Doch der israelischen Politik schien die Situation zu entgleiten: Als Mitte der Woche der 16jährige Mohammed Abu Köder aus dem Viertel Shuafat in Ostjerusalem entführt, ermordet und verbrannt worden war, konnte Ministerpräsident Netanjahu nur noch eine zügige Aufklärung der Straftat fordern.
Palästinensische Jugendliche tragen Wut auf die Straße
Die Polizei verfolgte erst Spuren einer Abrechnung unter palästinensischen Familien. Auch möglichen Motiven innerhalb der Familie Abu Khdeir gingen die Beamten nach. Aber zum Schluss kamen aber auch sie nicht mehr am Verdacht vorbei, dass es sich um einen Racheakt jüdischer Extremisten handelt. Rache für die Ermordung der drei israelischen Jugendlichen.
Jugendliche im Stadtviertel Shuafat trugen die Wut auf die Straße. Gewalt, Zerstörung, Konfrontation mit der israelischen Polizei. Auch der Frust über das Vorgehen der israelischen Armee im Westjordanland bei der Suche nach den entführten Jugendlichen, die Welle der Verhaftung, die Tötung palästinensischer Zivilisten, die nächtlichen Razzien, die Abriegelung von Hebron - all das schien sich auf einmal im von Israel annektierten Ostteil von Jerusalem zu entladen. Hani Almi, Vorsitzender eines Bürgerkomitees im Viertel Shuafat:
"Die Leute fühlen sich durch die ganze Geschichte, das Verhalten der Armee, die Verhaftungen, die Zerstörungen, die Vernichtung der Lebensgrundlage von Familien in den letzten Tagen, das Verhalten der Behörden, der Polizei, des Staates - sie fühlen sich verraten. Vor allem die Bürger von Ost-Jerusalem."
Mittlerweile sieht die Hauptstraße durch Shuafat wie ein Schlachtfeld aus.

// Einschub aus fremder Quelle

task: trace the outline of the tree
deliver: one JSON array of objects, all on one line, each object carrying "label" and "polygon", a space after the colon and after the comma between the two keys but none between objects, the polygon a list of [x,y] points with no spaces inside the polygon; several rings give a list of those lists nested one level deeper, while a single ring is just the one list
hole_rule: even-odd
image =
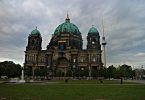
[{"label": "tree", "polygon": [[116,68],[111,65],[107,68],[107,77],[108,78],[115,78]]}]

Krawalle nach dem ersten Freitagsgebet im Ramadan und der Beisetzung des palästinensischen Jungen sorgen in Jerusalem bis jetzt für Spannungen, in der Nacht waren Konfrontationen aus palästinensischen Orten im Norden von Israel gemeldet worden,.
Und doch ist für die weitere Entwicklung der Krise derzeit entscheidend, was entlang des Gaza-Streifens passiert. Dort kämpft ein weiterer Akteur im Nahost-Konflikt gegen den Verlust der Kontrolle: Gemeint ist die Hamas-Organisation. Sie ist geschwächt, pleite und sieht sich von kleineren Gruppen herausgefordert. Selbst wenn sich die Hamas an die Waffenruhe halten will. Der Fraktionschef der Hamas Salah Al Bardawil
Die Hamas hält sich strikt an die Feuerpause, die in Kairo unterschrieben worden ist. Bis jetzt möchte Hamas das Abkommen nicht verletzten. Es wäre notwendig, dass sich die Ägypter einschalten und Druck machen auf Israel. Dass auch Israel die Feuerpause einhält.
Der interne Machtkampf in dem von Israel und Ägypten weitgehend abgeriegelten Gebiet wird aber zum Teil über Angriffe auf Ziele in Israel ausgetragen. Eine gefährliche Situation. Und deshalb ist die gegenwärtige Entwicklung in Gaza für Israel nicht zwangsläufig positiv, wie es der Journalist Ehud Yaari noch erklärt. Entscheidend sind Zurückhaltung und Besonnenheit, entscheidend ist überhaupt wieder eine Politik nach einer Woche der Emotionen.